To build the tool run
$./gradlew :tools:admin:build
This creates a jar at tools/admin/build/libs/openwhisk-admin-tools-1.0.0-SNAPSHOT-cli.jar
and install it as an executable script at
bin/wskadmin-next
.
Build task creates an executable at bin/wskadmin-next
. By default, the config related to ArtifactStore
for accessing database will read the $OPENWHISK_HOME/whisk.conf
, which was generated by Ansible properties
deployment. Alternatively, the required config can be also passed by an overwritten config file. For example to access user details from default CouchDB setup create a file application-cli.conf
.
include classpath("application.conf")
whisk {
couchdb {
protocol = "http"
host = "172.17.0.1"
port = "5984"
username = "whisk_admin"
password = "some_passw0rd"
provider = "CouchDB"
databases {
WhiskAuth = "whisk_local_subjects"
WhiskEntity = "whisk_local_whisks"
WhiskActivation = "whisk_local_activations"
}
}
}
And pass that to command via -c
option.
$./wskadmin-next -c application-cli.conf user get guest
The wskadmin-next user -h
command prints the help message for working with subject records.
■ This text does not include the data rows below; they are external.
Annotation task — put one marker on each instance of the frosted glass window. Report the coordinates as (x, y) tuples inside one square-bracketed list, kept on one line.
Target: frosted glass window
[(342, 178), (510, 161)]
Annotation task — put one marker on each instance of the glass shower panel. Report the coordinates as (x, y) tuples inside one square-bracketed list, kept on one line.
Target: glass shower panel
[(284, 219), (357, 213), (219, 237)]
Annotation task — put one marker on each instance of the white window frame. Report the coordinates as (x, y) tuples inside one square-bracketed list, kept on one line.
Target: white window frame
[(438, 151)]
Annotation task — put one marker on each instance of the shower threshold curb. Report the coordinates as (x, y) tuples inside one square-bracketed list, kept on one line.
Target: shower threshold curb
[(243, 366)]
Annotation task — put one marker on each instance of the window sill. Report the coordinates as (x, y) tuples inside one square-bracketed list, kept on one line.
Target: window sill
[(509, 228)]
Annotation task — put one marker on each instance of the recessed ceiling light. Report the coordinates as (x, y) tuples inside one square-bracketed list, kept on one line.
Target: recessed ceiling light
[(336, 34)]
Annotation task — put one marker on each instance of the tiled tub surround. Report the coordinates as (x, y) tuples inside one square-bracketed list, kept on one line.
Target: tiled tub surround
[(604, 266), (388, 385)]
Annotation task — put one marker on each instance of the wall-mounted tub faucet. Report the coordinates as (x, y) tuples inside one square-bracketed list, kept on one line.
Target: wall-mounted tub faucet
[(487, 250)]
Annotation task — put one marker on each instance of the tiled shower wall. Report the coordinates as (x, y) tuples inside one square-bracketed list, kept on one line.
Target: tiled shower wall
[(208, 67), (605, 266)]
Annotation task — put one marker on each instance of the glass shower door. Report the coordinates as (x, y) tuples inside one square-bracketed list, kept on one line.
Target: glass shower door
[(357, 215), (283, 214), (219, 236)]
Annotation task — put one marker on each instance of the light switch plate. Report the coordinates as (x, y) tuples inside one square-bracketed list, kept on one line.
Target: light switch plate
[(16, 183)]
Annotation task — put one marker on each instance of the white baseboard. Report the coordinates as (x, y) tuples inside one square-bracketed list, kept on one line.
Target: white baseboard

You can create and delete a
new user, list all their namespaces or keys for a specific namespace, identify a user by their key, block/unblock a subject,
and list all keys that have access to a particular namespace.
Some examples:
# create a new user
$ wskadmin-next user create userA
<prints key>
# add user to a specific namespace
$ wskadmin-next user create userA -ns space1
<prints new key specific to userA and space1>
# add second user to same space
$ wskadmin-next user create userB -ns space1
<prints new key specific to userB and space1>
# force update a user with new uuid:key
$ wskadmin-next user create -f userA
<prints new UUID and new key>
# revoke auth key of a user and regenerate a new key
$ wskadmin-next user create -r userA
<prints old UUID and new key>
# list all users sharing a space
$ wskadmin-next user list space1 -a
<key for userA> userA
<key for userB> userB
# remove user access to a namespace
$ wskadmin-next user delete userB -ns space1
Namespace deleted
# get key for userA default namespaces
$ wskadmin-next user get userA
<prints key specific to userA default namespace>
# block a user
$ wskadmin-next user block userA
"userA" blocked successfully
# unblock a user
$ wskadmin-next user unblock userA
"userA" unblocked successfully
# delete user
$ wskadmin-next user delete userB
Subject deleted
The wskadmin-next limits
commands allow you set action and trigger throttles per namespace.
# see if custom limits are set for a namespace
$ wskadmin-next limits get space1
No limits found, default system limits apply
# set limits on invocationsPerMinute
$ wskadmin-next limits set --invocationsPerMinute 1 space1
Limits successfully set for "space1"
# set limits on allowedKinds
$ wskadmin-next limits set --allowedKinds nodejs:6 python space1
Limits successfully set for "space1"
# set limits to disable saving of activations in activationstore
$ wskadmin-next limits set space1 --storeActivations false
Limits successfully set for "space1"
Note that limits apply to a namespace and will survive even if all users that share a namespace are deleted. You must manually delete them.